Em janeiro, aos 103 anos, o irmão da folclorista chilena Violeta nos deixou, e finalmente sua primeira obra deve ser traduzida e publicada por aqui; praticamente desconhecido no Brasil, o conterrâneo de Neruda foi um dos mais inventivos artistas de nosso continente, apresentando ao mundo um novo modo de criar e desconstruir a poesia

Coleção de Arquivo do escritor da Biblioteca Nacional do Chile— Foto: Divulgação CP

“Há mais ídolos do que realidades no mundo”. A máxima encontrada no prefácio de “Crepúsculo dos Ídolos ou como se filosofa com o martelo” é a síntese perfeita do espírito e das convicções de Nietzsche. O homem que afirmou que deus estava morto, se lança, nessa obra, contra todos os ícones que estruturavam o pensamento moderno: desde a moral cristã até os escritores em voga, das correntes políticas aos filósofos e aos pensadores que o antecederam. O “martelo” do subtítulo era uma analogia à ferramenta que golpearia e quebraria os ídolos, comprovando que todos eram ocos. Algumas décadas após sua morte, frases como “El mundo es lo que es, y no lo que un hijo de puta llamado Einstein dice que es” e “La esquerda y la derecha unida jamás serán vencidas”, estampavam publicações e exposições em Santiago, no Chile. Estava claro que o martelo do filósofo alemão tinha passado de mãos.
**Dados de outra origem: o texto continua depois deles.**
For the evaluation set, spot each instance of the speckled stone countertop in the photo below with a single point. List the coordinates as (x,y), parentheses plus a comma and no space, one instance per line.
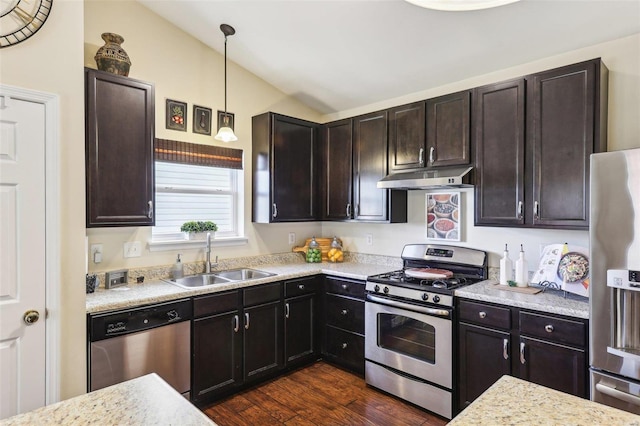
(160,291)
(147,400)
(511,401)
(551,301)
Nicanor Parra, poeta chileno nascido em 1914, se mostraria o maior dos iconoclastas de nosso continente, adicionando ao espírito de Nietzsche duas coisas que certamente faltavam ao filósofo: humor e auto-contestação. E foi com essa fórmula, que Parra gravou seu nome no mundo da literatura: afinal, para além das críticas sociais, foi o primeiro poeta a desconstruir a própria noção da poesia, o que lhe rendeu o título de “pai da antipoesia”.

“Una familia que es un patrimonio cultural”

Registro de Violeta e Nicanor Parra — Foto: Divulgação

É assim que a página do Napster, intitula e homenageia a Família Parra, sem resquícios de exagero. Entre os que defendem o talento como um dom e os que acreditam que se trata de prática e aperfeiçoamento, por ceticismo, estou com o segundo grupo, mas são casos como o dos Parra que nos fazem duvidar de nossas certezas. Por mais de 100 anos, os herdeiros do professor de música Nicanor Parra Parra e da camponesa Clara Sandoval Navarrete, que tinha por hobbie cantar e tocar violão, de alguma forma herdaram e compartilharam o gosto e o talento artístico dos pais, nutrindo a história da cultura chilena de um modo que nenhuma outra família já fez.

Além do primogênito, Nicanor, e de sua irmã Violeta (sem dúvida o nome mais conhecido fora do país), a árvore genealógica da família continua a alimentar a cultura chilena com seus frutos. Entre os nomes conhecidos estão Isabel e Ángel, filhos de Violeta, que foram peças importantes na construção do movimento “Nueva Canción Chilena”, até os nomes mais recentes como Javiera do grupo Javiera y Los imposibles e Ángel (neto de Violeta), que fez parte da banda de rock Los Tres. Destacam- se ainda, La Negra Ester, e os irmãos de Nicanor, os folcloristas Roberto, Eduardo e Lalo, entre outros.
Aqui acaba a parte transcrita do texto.